Following the controversy surrounding the sale of Ghana National Petroleum Corporation (GNPC’s) drilling ship at $24million, former Chief Executive Officer of GNPC Tsatsu Tsikata and two former ministers will soon be hauled before the sole commissioner investigating the huge judgment debt and compensation payments to institutions and individuals.
The two others, Albert Kan-Dapaah and K.T. Hammond, former Minister and Deputy Minister for Energy respectively in the Kufuor Administration, would be dragged to the commission to help unravel the circumstances that led to the sale of GNPC’s oil drill ship for $24million with no record available.
Sole Commissioner Justice Yaw Apau yesterday served notice that the three personalities were connected to the controversial issue and would be subpoenaed to help solve the mystery surrounding it.
Drill Ship Saga
The Ghana government in 2001 sold the GNPC’s Drill Ship, Discoverer 511, at $24 million to service several debts owed by the stated-owned oil company following a series of failed agreements entered into in the 1990s.
Out of the money received from the sale of the ship, $19.5million was said to have been paid to Societe Generale as judgment debt secured against GNPC in a London Court in 1999.
The ship had been attached by Societe Generale bank in Oman in the Arabian Peninsula before being sold on a court order.
The bank said documents covering the transaction could not be traced because French law provided cover for transaction documents over 10 years to be destroyed.
Tsatsu Tsikata was the GNPC CEO who led a disputed transaction between the state-owned oil corporation and French-based Societe Generale, resulting in the payment of the colossal sum as judgment debt after using the drill ship as collateral.
Albert Kan-Dapaah and K.T. Hammond were also in office when the drill ship was sold in 2001, which explained why the three would be subpoenaed by sole commissioner Justice Apau to answer queries on the transaction.
A number of actors in the transaction had so far told the judgment debt commission probing the case in addition to other cases that they had no documents on the deal.
Justice Apau, a Court of Appeal Judge sitting as the sole judgment debt commissioner, declared his intention to subpoena Tsatsu, K. T. Hammond and Kan-Dapaah when a Chief State Attorney, Dorothy Afriyie Ansah told him the Attorney-General’s (A-G’s) Department did not have records on the sale of the ship.
The Attorney-General/Solicitor General was subpoenaed to produce documents on the transaction after the former GNPC CEO, Nana Boakye Asafu-Adjaye recently told the sole commissioner that his outfit had transferred all the records on the deal to the Attorney-General’s Department.

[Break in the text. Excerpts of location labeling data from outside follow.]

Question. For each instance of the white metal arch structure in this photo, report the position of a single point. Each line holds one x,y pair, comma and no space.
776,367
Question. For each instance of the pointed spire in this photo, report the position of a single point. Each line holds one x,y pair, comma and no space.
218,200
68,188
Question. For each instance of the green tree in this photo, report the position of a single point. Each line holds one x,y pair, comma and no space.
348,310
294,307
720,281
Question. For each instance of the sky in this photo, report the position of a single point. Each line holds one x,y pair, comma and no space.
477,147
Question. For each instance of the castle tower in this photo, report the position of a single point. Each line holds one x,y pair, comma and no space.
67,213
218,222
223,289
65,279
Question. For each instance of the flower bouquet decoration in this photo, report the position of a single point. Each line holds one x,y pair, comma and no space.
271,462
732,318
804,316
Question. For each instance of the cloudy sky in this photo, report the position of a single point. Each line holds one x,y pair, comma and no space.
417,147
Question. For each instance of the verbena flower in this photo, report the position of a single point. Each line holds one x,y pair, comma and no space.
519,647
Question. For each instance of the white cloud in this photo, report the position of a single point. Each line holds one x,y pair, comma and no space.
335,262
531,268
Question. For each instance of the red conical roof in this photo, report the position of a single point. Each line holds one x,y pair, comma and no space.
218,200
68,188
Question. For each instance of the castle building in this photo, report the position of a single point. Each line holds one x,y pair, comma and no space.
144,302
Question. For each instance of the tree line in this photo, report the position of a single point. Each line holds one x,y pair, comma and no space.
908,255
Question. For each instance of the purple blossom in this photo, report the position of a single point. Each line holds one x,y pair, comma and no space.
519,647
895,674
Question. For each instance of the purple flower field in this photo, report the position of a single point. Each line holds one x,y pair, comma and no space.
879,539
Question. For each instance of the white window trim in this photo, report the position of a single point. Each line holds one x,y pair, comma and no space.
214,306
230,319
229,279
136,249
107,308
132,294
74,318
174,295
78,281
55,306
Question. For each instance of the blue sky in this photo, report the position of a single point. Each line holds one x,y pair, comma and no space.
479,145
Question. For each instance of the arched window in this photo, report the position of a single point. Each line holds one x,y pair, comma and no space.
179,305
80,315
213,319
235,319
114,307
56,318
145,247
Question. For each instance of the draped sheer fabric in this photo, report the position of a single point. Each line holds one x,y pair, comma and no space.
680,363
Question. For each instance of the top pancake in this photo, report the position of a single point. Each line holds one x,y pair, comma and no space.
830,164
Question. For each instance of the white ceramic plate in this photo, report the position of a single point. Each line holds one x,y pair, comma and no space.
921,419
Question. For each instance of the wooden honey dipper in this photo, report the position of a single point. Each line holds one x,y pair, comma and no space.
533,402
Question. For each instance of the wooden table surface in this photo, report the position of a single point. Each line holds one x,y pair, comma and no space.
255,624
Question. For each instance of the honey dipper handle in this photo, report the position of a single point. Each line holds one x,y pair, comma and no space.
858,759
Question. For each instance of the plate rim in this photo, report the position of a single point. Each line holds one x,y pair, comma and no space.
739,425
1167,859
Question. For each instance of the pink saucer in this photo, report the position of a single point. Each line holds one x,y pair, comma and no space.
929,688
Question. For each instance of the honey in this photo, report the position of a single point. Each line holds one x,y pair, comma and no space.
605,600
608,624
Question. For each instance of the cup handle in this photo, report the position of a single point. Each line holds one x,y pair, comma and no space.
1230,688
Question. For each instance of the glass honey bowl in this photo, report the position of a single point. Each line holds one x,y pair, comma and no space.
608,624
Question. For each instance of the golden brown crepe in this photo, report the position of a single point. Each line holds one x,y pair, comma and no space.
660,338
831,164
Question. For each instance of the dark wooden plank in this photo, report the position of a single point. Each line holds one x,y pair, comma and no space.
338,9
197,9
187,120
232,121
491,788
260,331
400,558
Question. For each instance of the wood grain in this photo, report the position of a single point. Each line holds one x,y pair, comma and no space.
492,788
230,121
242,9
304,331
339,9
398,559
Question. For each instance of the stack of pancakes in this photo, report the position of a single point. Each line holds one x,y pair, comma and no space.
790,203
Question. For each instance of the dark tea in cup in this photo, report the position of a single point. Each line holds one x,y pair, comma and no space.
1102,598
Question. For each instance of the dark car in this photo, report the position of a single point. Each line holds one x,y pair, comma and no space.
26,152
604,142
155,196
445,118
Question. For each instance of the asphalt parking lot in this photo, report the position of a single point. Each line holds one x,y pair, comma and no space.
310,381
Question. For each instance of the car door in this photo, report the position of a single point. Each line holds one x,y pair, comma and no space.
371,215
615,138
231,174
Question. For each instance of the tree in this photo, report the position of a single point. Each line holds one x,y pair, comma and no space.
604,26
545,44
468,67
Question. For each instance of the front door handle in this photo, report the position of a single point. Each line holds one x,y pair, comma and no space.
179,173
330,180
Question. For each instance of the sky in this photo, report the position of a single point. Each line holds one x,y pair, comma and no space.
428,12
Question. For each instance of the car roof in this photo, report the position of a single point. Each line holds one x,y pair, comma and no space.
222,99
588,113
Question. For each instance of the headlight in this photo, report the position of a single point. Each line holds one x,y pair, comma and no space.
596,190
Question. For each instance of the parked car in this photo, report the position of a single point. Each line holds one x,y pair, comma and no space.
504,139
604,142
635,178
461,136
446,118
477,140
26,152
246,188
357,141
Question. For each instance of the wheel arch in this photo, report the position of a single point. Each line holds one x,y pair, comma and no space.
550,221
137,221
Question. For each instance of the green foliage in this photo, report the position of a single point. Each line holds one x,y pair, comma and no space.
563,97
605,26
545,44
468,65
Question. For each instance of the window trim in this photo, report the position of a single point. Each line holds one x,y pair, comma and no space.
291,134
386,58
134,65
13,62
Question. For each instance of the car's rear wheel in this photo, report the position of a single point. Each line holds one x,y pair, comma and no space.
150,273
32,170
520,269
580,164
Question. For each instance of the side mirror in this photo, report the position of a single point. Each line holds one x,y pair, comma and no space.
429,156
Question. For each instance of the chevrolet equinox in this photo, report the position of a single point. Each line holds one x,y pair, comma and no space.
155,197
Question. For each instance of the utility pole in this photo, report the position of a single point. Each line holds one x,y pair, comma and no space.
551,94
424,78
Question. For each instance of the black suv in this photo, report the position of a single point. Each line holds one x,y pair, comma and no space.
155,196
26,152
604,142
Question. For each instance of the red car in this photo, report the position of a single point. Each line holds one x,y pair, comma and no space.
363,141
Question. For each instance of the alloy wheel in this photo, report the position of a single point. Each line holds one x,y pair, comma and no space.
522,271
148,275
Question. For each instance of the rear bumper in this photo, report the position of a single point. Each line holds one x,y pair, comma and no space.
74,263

With A-G Department’s claim that it did not have the records on the sale of the oil drill ship, the sole commissioner would be digging deep to unearth the truth surrounding the transaction.
Societe Generale’s Testimony
Even Societe Generale, which was said to have received the larger chunk of proceeds of the drill ship sale, had told the sole commissioner they did not have records on the transaction.
The Managing Director of Societe Generale-Ghana, Gilbert Hie earlier told the sole commissioner that his outfit had no record of the ship and the judgment payment of $19.5million to their parent company Societe Generale in 2001.
Mr. Hie indicated that both their offices in Ghana and France did not have any record on the $19.5million reportedly paid to the bank after the sale of the oil ship.
According to him, Societe Generale-Ghana came into existence in 2003, two years after the transaction, and therefore had no idea about the payment made in 2001.
The sole commissioner is now looking elsewhere for information as GNPC, Attorney-General’s Department, Societe Generale and Ministry of Energy all claimed they did not have documents on the transaction.
Shredded Documents
Not even the body that audited the account of the GNPC after the transaction could provide records, as documents relating to the transaction had been shredded.
Fredrick Boniface Senahie, a senior manager at the State Enterprises Audit Corporation, the state-owned auditing firm that audited the accounts of GNPC during the sale of the ship in 2001, on Monday told Justice Apau’s commission that working documents that would have provided key information on the deal had been shredded.
The State Enterprises Audit Corporation was subpoenaed by the sole commissioner to produce GNPC’s audited accounts and working documents for 2001.
The audited firm, led by Mr. Senahie, provided the 2001 audited accounts of the state-owned oil company, but could not produce the working documents.
The audited accounts indicated that GNPC’s petroleum production equipment were sold in 2001, but because working documents were shredded, Mr. Senahie could not explain if the drill ship was part of the equipment sold.
According to him, the State Enterprises Audit Corporation ceased to audit GNPC accounts in 2005 and that explained why the working documents were shredded.